Larger enterprises seeking to mature their Cyber engagement model may utilize a hybrid model where a Senior Cyber-security Architect would leverage the FIFO approach augmented by Outsourced resources. The intent here is to ensure that reviews are conducted while additional staff come on-board and are trained accordingly. While expensive at first, this model will allow for an adequate pace towards maturity.

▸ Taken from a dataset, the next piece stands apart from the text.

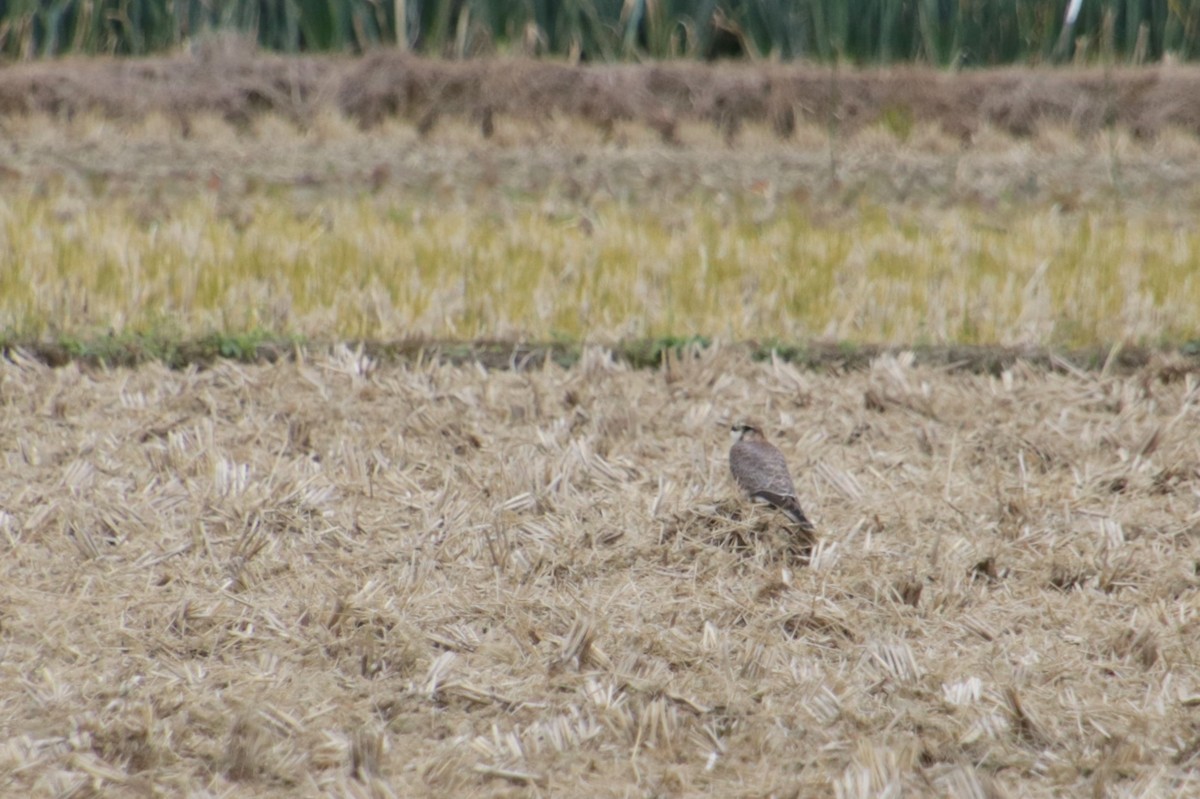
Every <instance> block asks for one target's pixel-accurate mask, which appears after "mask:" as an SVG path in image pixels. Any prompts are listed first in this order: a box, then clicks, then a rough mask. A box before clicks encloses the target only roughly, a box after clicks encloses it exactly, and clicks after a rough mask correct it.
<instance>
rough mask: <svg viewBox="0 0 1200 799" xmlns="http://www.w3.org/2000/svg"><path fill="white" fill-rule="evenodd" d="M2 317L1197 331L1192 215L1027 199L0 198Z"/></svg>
mask: <svg viewBox="0 0 1200 799" xmlns="http://www.w3.org/2000/svg"><path fill="white" fill-rule="evenodd" d="M0 224H2V246H0V253H2V254H0V329H7V330H8V331H10V335H12V336H17V337H42V338H44V337H47V336H49V337H54V336H78V337H88V336H94V335H96V334H102V332H106V331H110V330H112V331H114V332H118V334H120V332H145V331H156V330H162V329H164V328H166V329H167V330H169V331H172V332H176V334H179V335H184V336H197V335H206V334H211V332H214V331H220V332H227V334H239V332H246V331H256V330H266V331H271V332H274V334H281V335H288V334H293V335H301V336H307V337H317V338H325V340H328V338H373V340H396V338H407V337H420V336H424V337H439V338H444V337H449V338H460V340H468V338H476V337H491V336H502V337H504V336H511V337H527V338H535V340H548V338H554V337H568V338H572V340H578V338H584V340H596V341H607V340H617V338H631V337H658V336H670V335H694V334H702V335H710V336H718V337H722V338H732V340H746V338H779V340H792V341H796V340H804V338H810V337H821V338H829V340H839V341H842V340H844V341H865V342H895V343H920V342H926V343H928V342H955V343H1039V344H1054V346H1085V344H1092V343H1096V342H1111V341H1133V342H1139V343H1154V342H1158V341H1163V340H1178V338H1186V337H1187V336H1188V335H1189V334H1192V332H1193V331H1195V330H1198V329H1200V281H1198V278H1196V277H1195V276H1196V275H1198V274H1200V256H1198V253H1200V229H1196V228H1195V227H1176V226H1172V224H1169V223H1164V222H1162V221H1159V220H1158V218H1156V217H1154V216H1153V215H1151V214H1146V212H1135V214H1126V212H1122V211H1121V210H1112V209H1100V208H1093V209H1087V210H1080V211H1072V212H1066V211H1062V210H1060V209H1058V208H1056V206H1045V205H1026V206H1020V208H1015V209H1008V210H1006V211H1003V212H1000V214H997V212H995V211H992V210H989V209H986V208H979V206H971V205H956V206H952V208H944V209H936V210H930V209H928V208H926V209H920V210H906V209H905V208H887V206H884V205H882V204H880V203H876V202H874V200H859V202H857V203H854V204H852V205H851V206H850V208H846V209H845V211H844V212H840V214H838V215H830V214H827V212H822V211H820V209H816V210H815V209H814V206H812V204H810V203H804V202H792V200H780V202H775V200H773V199H769V198H763V197H758V196H755V194H751V196H749V197H748V198H746V199H734V200H730V202H725V203H714V202H712V198H710V197H696V198H691V199H684V200H680V202H679V203H674V204H670V205H662V204H660V205H659V206H656V208H646V206H644V205H642V204H630V203H622V202H618V200H607V202H596V203H593V204H590V205H589V206H588V208H586V209H584V208H582V206H577V205H576V206H565V208H564V209H556V208H547V205H546V204H545V203H542V202H540V200H539V199H536V198H534V199H528V200H526V199H520V198H517V199H514V200H511V202H510V203H508V204H504V205H499V204H496V203H492V202H488V203H482V204H472V203H462V202H455V203H451V204H449V206H448V208H436V206H434V205H432V204H431V205H419V204H413V203H412V202H408V203H407V204H395V203H394V202H391V200H388V199H379V198H372V197H334V198H330V199H320V200H318V202H316V203H312V204H308V205H306V206H304V208H302V209H301V208H300V206H299V205H298V204H295V203H293V202H292V200H289V199H288V197H287V196H283V194H281V193H280V192H277V191H265V190H264V191H259V192H257V193H254V192H252V193H251V194H248V196H247V197H246V198H244V199H241V202H240V203H239V205H238V206H236V209H235V210H232V211H230V210H229V209H228V208H224V206H222V204H221V203H218V202H216V200H214V199H212V198H211V197H192V198H190V199H182V200H178V202H175V203H169V204H167V205H166V206H163V208H156V209H152V210H151V211H148V210H146V209H145V208H144V206H143V205H139V204H138V203H134V202H132V200H126V199H121V198H113V197H103V198H88V197H82V196H70V197H68V196H65V194H59V196H49V197H38V196H35V194H32V193H25V194H23V196H12V194H8V196H6V197H5V198H4V199H2V200H0Z"/></svg>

It is found that mature enterprises work best with the ODA Model, though it is fairly hard to find. Also, smaller organizations should embrace the outsourced model in a cost-effective manner.     

Maturity Models

Level 1: Ad-Hoc

Reviews are performed in a reactive manner verbally, or via whiteboard sessions, and if tracked at all are done so via email, JIRA tickets, or ServiceNow (SNOW) tickets.

Level 2: Defined

Reviews follow a documented, governed process using standardized outputs (e.g., templates, forms, diagrams via a consistent format [e.g., C4]). Reviews are tracked, mostly for audit purposes, via JIRA/SNOW tickets. Metrics (e.g., time to complete, function/LOB quantity, risk levels, status: open/closed/orphaned) are collected via spreadsheets if done at all.

Level 3: Measured

Reviews follow a documented, governed process using standardized outputs (e.g., templates, forms, diagrams via a consistent format [e.g., C4]) via a risk-based approach, with high-risk reviews requiring further detail (i.e., threat models via a consistent tool [e.g., Microsoft]). Governance is consistent, though workflows are antiquated (e.g., risk/issue tracking, remediation plan follow-ups).

Level 4: Optimized

Reviews follow a documented, governed process using standardized outputs (e.g., templates, forms, diagrams via a consistent format [e.g., C4]) and a risk-based approach, with high-risk reviews requiring additional detail (i.e., threat models via a consistent tool [e.g., Microsoft]). Governance and process efficiencies have been realized and are revisited on a recurring basis to ensure alignment.

To reach level-4, which most organizations have not, requires a level of both flexibility and governance. While the vast majority of organizations suffer from resource constraints, the goal is to establish processes to ensure that they are executed with the proper level of governance and standardization.